Diras-tu qu’il te blesse ou verras-tu dans ces mots la confiance et l’honneur qu’il te fait ? »

Nous bavardons entre nous autour du nom de Jean de La Fontaine.

 

« Ce n’est qu’une identité mais elle s’inscrit dans vos mémoires collectives
et celle-ci est désuète en comparaison à celle que je vous offre ici et maintenant.
Bien de mes œuvres étaient une fable qui me suppliait de répondre aux besoins de mon âme.
Mais je ne comprenais que ce que mon égo entendait…
Je vous offre, demain, une de mes fables célestes, si vous le souhaitez.
Un premier contact. Il y aura encore d’autres.
Désir de se trouver est toujours plus fort que de s’égarer dans les sentiers de l’égo.
Je vous salue, amis et frères qui œuvrons pour la même source qui nous a donné vie et sacrement divin.
Que votre âme soit en joie de le savoir, même si votre esprit ne comprend qu’une infime partie.
Au revoir.

- A bientôt pour le poème ?
- oui.
- avec le ouija ?
- Comme vous voulez.

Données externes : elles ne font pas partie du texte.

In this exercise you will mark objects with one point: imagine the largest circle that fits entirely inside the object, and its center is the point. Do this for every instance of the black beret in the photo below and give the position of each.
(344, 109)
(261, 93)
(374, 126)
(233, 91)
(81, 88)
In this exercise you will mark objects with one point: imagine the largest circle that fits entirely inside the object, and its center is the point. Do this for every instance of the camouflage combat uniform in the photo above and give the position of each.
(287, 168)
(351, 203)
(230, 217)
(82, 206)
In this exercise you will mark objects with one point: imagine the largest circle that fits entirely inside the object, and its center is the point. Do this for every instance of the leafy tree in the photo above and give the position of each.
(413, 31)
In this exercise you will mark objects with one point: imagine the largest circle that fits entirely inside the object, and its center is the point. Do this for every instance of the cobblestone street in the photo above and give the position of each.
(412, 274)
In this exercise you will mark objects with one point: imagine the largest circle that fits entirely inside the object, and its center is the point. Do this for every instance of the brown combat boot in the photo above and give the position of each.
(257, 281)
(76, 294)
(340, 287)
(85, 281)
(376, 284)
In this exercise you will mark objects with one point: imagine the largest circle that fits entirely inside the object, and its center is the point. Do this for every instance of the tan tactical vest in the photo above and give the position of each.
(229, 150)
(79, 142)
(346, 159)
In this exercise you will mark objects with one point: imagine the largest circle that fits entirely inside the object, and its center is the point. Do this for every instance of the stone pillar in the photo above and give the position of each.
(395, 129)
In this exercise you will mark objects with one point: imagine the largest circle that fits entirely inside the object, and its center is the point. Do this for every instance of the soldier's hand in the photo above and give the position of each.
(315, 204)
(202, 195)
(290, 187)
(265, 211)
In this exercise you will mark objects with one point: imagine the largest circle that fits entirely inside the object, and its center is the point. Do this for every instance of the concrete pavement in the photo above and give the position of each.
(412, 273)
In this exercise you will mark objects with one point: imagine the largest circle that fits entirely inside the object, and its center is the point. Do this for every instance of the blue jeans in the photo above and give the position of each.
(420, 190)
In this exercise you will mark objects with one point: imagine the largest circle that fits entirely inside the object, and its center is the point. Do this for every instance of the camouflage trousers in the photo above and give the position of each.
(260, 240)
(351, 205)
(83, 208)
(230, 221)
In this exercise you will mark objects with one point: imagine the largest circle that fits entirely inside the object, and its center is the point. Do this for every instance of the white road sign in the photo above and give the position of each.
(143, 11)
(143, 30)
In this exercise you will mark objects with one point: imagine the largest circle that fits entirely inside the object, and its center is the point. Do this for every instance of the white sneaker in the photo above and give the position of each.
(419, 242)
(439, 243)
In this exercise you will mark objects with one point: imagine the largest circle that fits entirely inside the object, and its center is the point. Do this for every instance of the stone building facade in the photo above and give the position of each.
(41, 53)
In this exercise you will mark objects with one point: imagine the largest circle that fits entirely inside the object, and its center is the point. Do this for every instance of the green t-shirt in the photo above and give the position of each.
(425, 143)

Vous serez capitaines, je serai la vague et la brise. »

 
 
 

Le 31 janvier 2018 :

« Fine et subtile et aimante, grande nature te révèle quelle est ta véritable nature.
Quand UN tu es, UN tu fusionnes.
Amants et amis se rejoignent et à la même table,
partagent le vin et la joie d’honorer l’amour sous toutes ses formes.
Nos destins sont liés mais les aiguilles de nos temps doivent se régler sur la fréquence de Gaïa. »

 

Puis cette fable nous (vous) fût offerte (sans le titre) :
 

La fable complète :

Les perles de la vie (clic)

 

 

« Le sage instruit et parle. L’élève écoute, récite et reçoit.
- Nous donneras-tu un titre ?
- Il sera le vôtre.
- va-t-on se revoir ?
- Avec plaisir.
- Avons-nous le droit de partager cette fable ?
- Évidemment.
C’est notre perle et je suis le fil.
À bientôt. »

 

Ravis mais fatigués, émus mais émerveillés,
les yeux scintillants de larmes dissimulées,
la joie dans le cœur et la gorge serrée, nous primes congés.
Il était minuit et demi et les étoiles brillaient.